Both Kyle and Harrington have found over time that whenever space science is part of the lesson plan, it gets the students’ attention.
“All the science conducted on the International Space Station connects to all the science we do in middle school, whether growing plants or looking at the impacts of how human systems respond in different environments,” Kyle said.
Before Kyle left for the conference to be a “pretend astronaut,” the class talked about getting a greenhouse. Classroom budgets being tight, she encouraged students to come up with their own proposal. When she returned, the students came up with three inexpensive proposals that used PVC pipe and tarps – they just might have a greenhouse before the school-year ends.
For both teachers, this was their first trip the Houston Space Center, but Harrington attended a Honeywell space conference a couple of years ago.
While at the conference, they saw Historic Mission Control Center as well as the space station’s flight control room, including stories of what happened during the Apollo days. They also touched moon rocks. Space Center Houston has the world’s largest collection for public view, and more than 400 space artifacts. Their teacher team also successfully designed a Mars rover with mouse traps.
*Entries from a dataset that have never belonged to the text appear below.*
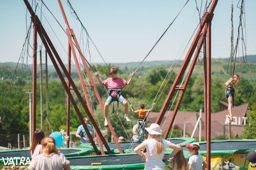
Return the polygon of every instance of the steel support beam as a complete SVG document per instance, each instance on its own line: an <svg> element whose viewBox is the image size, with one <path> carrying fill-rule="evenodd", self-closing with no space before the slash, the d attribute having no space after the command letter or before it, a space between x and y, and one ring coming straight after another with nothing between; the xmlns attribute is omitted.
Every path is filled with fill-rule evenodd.
<svg viewBox="0 0 256 170"><path fill-rule="evenodd" d="M34 18L32 18L34 21ZM33 25L33 59L32 73L32 138L36 130L36 75L37 30L36 26Z"/></svg>
<svg viewBox="0 0 256 170"><path fill-rule="evenodd" d="M76 39L76 38L75 36L75 35L74 33L74 32L72 30L72 29L70 29L70 27L69 26L69 24L68 21L68 19L66 18L66 14L65 13L65 11L64 11L64 9L63 7L63 6L62 6L62 4L61 2L61 1L60 0L58 0L58 2L59 3L59 5L60 6L60 10L62 12L62 14L63 16L63 18L64 19L64 21L65 22L65 23L66 23L66 26L67 28L69 31L69 33L70 34L71 34L72 35L72 37L73 38L73 39L74 40L75 44L75 45L76 47L77 47L78 50L79 51L79 55L80 56L80 57L81 58L81 60L82 61L83 64L84 65L84 67L85 70L86 72L86 73L87 74L87 75L88 75L88 76L89 78L89 79L90 80L90 82L91 84L91 86L92 86L93 87L94 90L94 92L95 94L95 95L96 95L96 97L97 98L97 100L98 100L98 102L99 104L101 107L101 110L102 111L102 113L104 113L104 106L103 105L103 104L102 102L102 101L101 100L101 98L100 96L100 94L98 93L98 90L97 89L97 88L96 87L96 85L95 84L95 83L94 83L94 80L92 78L92 76L91 74L91 72L90 72L90 70L89 69L89 68L88 67L88 66L87 66L87 64L85 62L85 61L84 58L84 56L82 55L82 53L81 52L81 49L80 48L80 46L79 45L79 44L78 43L78 42L77 41L77 40ZM68 34L68 35L69 35L69 34ZM71 38L70 38L70 39L71 39ZM74 48L74 46L72 44L71 45L70 44L70 46L72 47L73 46L73 48ZM73 55L74 55L74 58L76 58L76 55L75 55L75 53L73 53L73 54L74 54ZM75 59L75 60L76 59ZM76 60L77 60L77 59L76 59ZM78 63L76 63L76 66L77 69L78 69L78 73L79 75L80 74L81 74L81 70L80 71L78 70L78 68L79 67L80 69L80 66L79 64L79 63L78 63L78 62L77 62ZM93 114L92 111L92 109L91 108L91 107L90 105L90 103L89 103L89 99L87 97L87 95L86 94L86 90L85 89L85 85L84 82L84 79L83 77L82 77L82 75L81 75L81 78L80 78L80 76L79 76L79 79L80 79L80 83L81 83L81 84L82 85L82 87L83 89L83 91L84 91L84 94L85 94L85 97L86 98L86 102L87 102L87 107L88 107L88 108L89 108L89 110L91 111L91 113L93 117ZM119 144L119 142L118 142L118 140L117 138L116 137L116 133L114 132L114 129L113 128L113 126L112 126L112 124L111 123L111 122L109 119L108 120L108 127L109 127L110 130L110 132L111 133L111 134L112 134L112 136L113 137L113 138L114 139L114 141L115 141L115 142L116 143L117 147L117 149L118 150L118 151L119 151L119 153L123 153L123 151L122 149L122 148L121 148L121 146L120 145L120 144ZM96 134L97 135L97 134ZM100 145L99 146L100 147L100 148L101 148L101 151L101 151L102 154L103 154L103 153L104 153L104 151L103 150L103 147L102 145L101 145L101 141L100 140L99 140L98 139L97 139L98 140L98 141L99 142L99 144Z"/></svg>
<svg viewBox="0 0 256 170"><path fill-rule="evenodd" d="M27 6L27 7L28 8L28 11L30 13L30 14L32 16L32 19L32 19L32 21L33 22L33 23L35 24L36 26L37 25L37 24L38 24L38 25L39 26L39 27L40 28L38 28L38 27L37 27L37 32L38 33L38 34L39 34L39 35L42 40L42 41L44 44L44 46L47 51L47 52L49 54L49 56L51 59L51 60L52 60L53 64L54 66L55 69L56 69L57 73L59 75L59 76L60 78L61 81L62 81L62 83L66 91L68 94L68 95L69 96L71 102L72 103L74 107L74 108L76 110L76 112L78 116L80 121L82 123L82 124L83 125L83 126L85 129L85 130L86 132L86 133L87 133L87 134L90 134L90 132L89 132L89 131L87 128L87 127L86 126L86 125L84 121L83 120L82 117L82 115L80 113L80 110L79 110L79 109L77 107L77 106L75 103L74 98L73 97L73 96L72 95L71 93L70 93L70 91L69 91L68 89L68 87L66 83L66 82L65 81L65 80L64 79L64 78L62 75L62 73L59 68L57 63L56 62L56 61L54 58L53 55L52 53L52 51L53 53L54 54L55 57L58 61L60 67L61 67L66 77L70 81L71 86L72 86L73 89L74 90L75 92L75 93L77 96L78 97L78 98L79 101L83 106L83 107L84 108L84 109L85 111L85 112L87 114L88 117L90 119L91 119L92 121L92 124L94 127L95 129L95 130L97 131L100 131L100 130L98 129L97 126L97 125L96 122L95 122L94 120L93 120L93 119L91 115L89 110L88 109L88 108L87 108L86 105L84 101L82 98L82 96L81 96L81 95L80 95L79 92L78 91L72 79L70 77L70 75L69 75L68 72L68 71L67 70L65 66L65 65L61 60L61 59L60 59L58 54L57 52L57 51L56 51L55 48L54 48L53 45L50 40L50 39L48 35L46 33L46 32L44 30L44 28L42 25L42 24L39 19L38 18L38 17L37 16L35 15L34 12L33 11L30 4L27 1L27 0L23 0L25 5ZM48 46L48 44L49 46ZM49 46L50 47L50 49ZM106 148L107 149L108 153L110 154L112 153L112 151L110 150L109 147L107 145L107 143L106 141L105 140L103 136L101 134L101 133L99 134L99 136L100 136L101 139L102 140L102 141L103 141L103 143L105 145ZM97 150L97 148L95 144L95 143L93 141L92 136L91 136L91 135L88 135L88 137L90 140L92 142L92 145L93 147L94 148L95 150L95 152L96 152L97 154L100 154L100 153Z"/></svg>
<svg viewBox="0 0 256 170"><path fill-rule="evenodd" d="M69 41L68 43L68 72L69 75L71 75L71 47L69 45ZM67 80L67 85L68 86L68 88L69 91L70 91L70 84L69 81L68 79ZM68 95L67 95L67 118L66 118L66 135L70 136L70 131L69 129L70 124L70 100L69 100L69 96ZM70 139L70 138L69 138ZM67 142L66 147L69 147L69 142Z"/></svg>

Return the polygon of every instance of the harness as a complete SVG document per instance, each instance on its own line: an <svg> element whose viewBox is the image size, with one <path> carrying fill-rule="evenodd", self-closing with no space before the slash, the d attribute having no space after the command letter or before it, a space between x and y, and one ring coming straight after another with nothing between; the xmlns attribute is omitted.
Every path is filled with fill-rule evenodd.
<svg viewBox="0 0 256 170"><path fill-rule="evenodd" d="M230 87L228 87L225 90L225 96L226 97L228 98L229 97L229 95L231 94L232 97L232 107L234 107L234 94L235 94L235 89Z"/></svg>
<svg viewBox="0 0 256 170"><path fill-rule="evenodd" d="M112 95L112 92L113 91L115 91L117 93L117 96L116 96L117 98L117 115L118 114L118 107L119 107L119 97L122 95L122 89L118 89L118 88L116 88L114 89L111 89L109 88L108 90L108 96L111 96L112 97L112 100L113 100L113 102L114 102L114 96ZM112 108L112 113L114 113L114 103L113 103L113 107Z"/></svg>

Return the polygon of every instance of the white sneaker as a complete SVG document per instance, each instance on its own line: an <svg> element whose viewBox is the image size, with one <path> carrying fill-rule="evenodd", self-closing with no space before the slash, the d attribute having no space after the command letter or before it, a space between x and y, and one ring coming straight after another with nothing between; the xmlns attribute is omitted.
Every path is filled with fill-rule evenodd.
<svg viewBox="0 0 256 170"><path fill-rule="evenodd" d="M124 114L124 118L126 119L126 121L130 121L130 119L128 117L128 115L126 114Z"/></svg>
<svg viewBox="0 0 256 170"><path fill-rule="evenodd" d="M105 118L105 122L104 122L104 125L107 126L107 121L108 120L108 118Z"/></svg>

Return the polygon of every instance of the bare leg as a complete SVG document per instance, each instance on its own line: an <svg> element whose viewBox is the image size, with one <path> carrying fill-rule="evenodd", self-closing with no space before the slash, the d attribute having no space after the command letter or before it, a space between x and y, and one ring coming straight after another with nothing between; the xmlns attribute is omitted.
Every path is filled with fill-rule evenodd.
<svg viewBox="0 0 256 170"><path fill-rule="evenodd" d="M130 121L130 120L128 117L128 104L126 100L122 102L122 104L124 105L124 118L126 119L126 121Z"/></svg>
<svg viewBox="0 0 256 170"><path fill-rule="evenodd" d="M228 110L229 112L229 120L230 121L233 121L233 115L232 114L232 101L233 101L233 97L229 97L228 98Z"/></svg>
<svg viewBox="0 0 256 170"><path fill-rule="evenodd" d="M106 102L104 105L104 115L105 118L107 118L108 114L108 107L110 105L110 103L108 102Z"/></svg>

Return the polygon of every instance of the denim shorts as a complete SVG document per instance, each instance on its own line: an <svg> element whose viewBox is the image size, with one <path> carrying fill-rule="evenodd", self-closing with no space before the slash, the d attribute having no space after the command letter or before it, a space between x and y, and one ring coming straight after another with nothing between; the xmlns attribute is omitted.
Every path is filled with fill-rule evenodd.
<svg viewBox="0 0 256 170"><path fill-rule="evenodd" d="M112 103L112 102L113 102L113 99L114 99L114 101L117 101L117 96L113 97L113 98L112 98L112 96L108 96L106 102L107 102L110 104ZM122 102L124 100L125 100L125 99L124 99L124 98L123 98L123 97L122 95L119 96L119 98L118 100L119 102L122 103Z"/></svg>

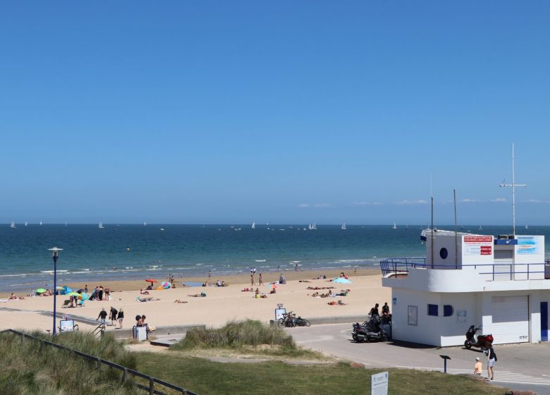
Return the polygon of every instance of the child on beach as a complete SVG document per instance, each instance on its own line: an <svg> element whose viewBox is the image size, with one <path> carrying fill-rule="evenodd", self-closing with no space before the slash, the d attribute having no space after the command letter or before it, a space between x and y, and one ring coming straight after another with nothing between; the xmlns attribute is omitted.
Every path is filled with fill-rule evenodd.
<svg viewBox="0 0 550 395"><path fill-rule="evenodd" d="M482 374L482 363L479 360L479 357L475 358L475 365L474 366L474 375L481 376Z"/></svg>

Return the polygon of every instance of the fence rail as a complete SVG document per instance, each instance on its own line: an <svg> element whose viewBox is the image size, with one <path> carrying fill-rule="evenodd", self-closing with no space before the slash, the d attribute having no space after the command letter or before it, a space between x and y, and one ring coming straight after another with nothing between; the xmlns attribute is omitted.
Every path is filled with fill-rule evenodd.
<svg viewBox="0 0 550 395"><path fill-rule="evenodd" d="M541 270L541 267L544 267ZM515 274L526 274L524 280L530 279L550 279L550 264L548 261L539 263L504 263L498 262L494 264L463 264L457 266L448 265L427 265L426 258L391 258L380 261L380 269L385 277L390 276L398 276L407 274L410 269L433 269L440 270L460 270L464 267L473 267L479 269L479 274L490 275L492 280L495 281L495 276L498 279L503 279L503 275L509 277L510 280L515 279ZM506 267L505 269L504 268ZM509 269L508 269L509 268ZM542 274L543 278L532 279L532 275Z"/></svg>
<svg viewBox="0 0 550 395"><path fill-rule="evenodd" d="M155 384L158 384L159 386L163 386L170 389L173 389L174 391L178 391L179 394L181 394L182 395L198 395L197 394L192 392L192 391L189 391L188 389L185 389L185 388L182 388L177 385L171 384L168 382L165 382L164 380L157 379L157 377L153 377L152 376L149 376L149 375L145 375L145 373L142 373L141 372L138 372L137 370L134 370L133 369L129 369L128 367L122 366L121 365L118 365L118 363L114 363L114 362L106 360L98 357L94 357L93 356L90 356L85 353L79 351L78 350L73 350L72 348L65 347L64 346L61 346L61 344L57 344L52 341L49 341L47 340L40 339L39 337L36 337L30 334L20 332L19 331L16 331L14 329L5 329L4 331L0 332L0 334L6 334L6 333L12 333L20 336L22 341L25 338L30 339L31 340L37 341L40 343L41 347L43 345L47 345L47 346L51 346L52 347L55 347L56 348L59 348L60 350L65 350L66 351L68 351L69 353L73 353L74 355L87 359L88 360L95 362L96 363L97 363L98 369L101 368L102 365L106 365L114 369L118 369L119 370L122 371L123 382L126 382L128 379L128 374L145 379L149 382L148 385L143 385L140 383L135 383L135 386L141 389L149 391L149 395L154 395L154 394L165 395L164 392L162 392L161 391L159 391L155 389Z"/></svg>

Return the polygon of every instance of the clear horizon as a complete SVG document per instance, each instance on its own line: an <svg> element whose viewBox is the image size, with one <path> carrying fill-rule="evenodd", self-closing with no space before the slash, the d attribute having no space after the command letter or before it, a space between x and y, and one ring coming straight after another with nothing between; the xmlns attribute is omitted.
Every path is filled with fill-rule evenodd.
<svg viewBox="0 0 550 395"><path fill-rule="evenodd" d="M0 222L550 221L550 3L0 6Z"/></svg>

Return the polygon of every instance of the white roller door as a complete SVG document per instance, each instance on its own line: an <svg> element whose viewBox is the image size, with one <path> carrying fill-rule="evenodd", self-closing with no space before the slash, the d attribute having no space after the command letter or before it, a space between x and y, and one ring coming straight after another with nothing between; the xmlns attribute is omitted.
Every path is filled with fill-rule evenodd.
<svg viewBox="0 0 550 395"><path fill-rule="evenodd" d="M529 341L527 296L493 296L492 332L495 344Z"/></svg>

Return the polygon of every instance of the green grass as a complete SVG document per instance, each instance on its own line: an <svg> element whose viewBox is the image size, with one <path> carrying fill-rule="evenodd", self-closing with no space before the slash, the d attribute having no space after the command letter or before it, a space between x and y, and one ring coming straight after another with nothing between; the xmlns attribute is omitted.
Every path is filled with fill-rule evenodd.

They took their turn in the Neutral Buoyancy Lab, an astronaut training facility operated by NASA near the Johnson Space Center. Their team performed simulated tasks in preparation for an upcoming mission, wearing suits designed to provide neutral buoyancy to simulate the microgravity that astronauts feel during space flight.
A highlight of the visit was meeting astronaut Nicole Stott, a keynote speaker who talked about art in space education. Stott said when growing up nobody told her she could be an astronaut. She went ahead and did it anyway, becoming an engineer first.
Matt Green, James Webb Space Telescope senior staff project scientist, gave a mind-bending presentation on the design and construction of the scope scheduled for completion in 2018. The telescope is expected to see galaxies formed 13.5 billion years ago, at the point when stars and galaxies began to form.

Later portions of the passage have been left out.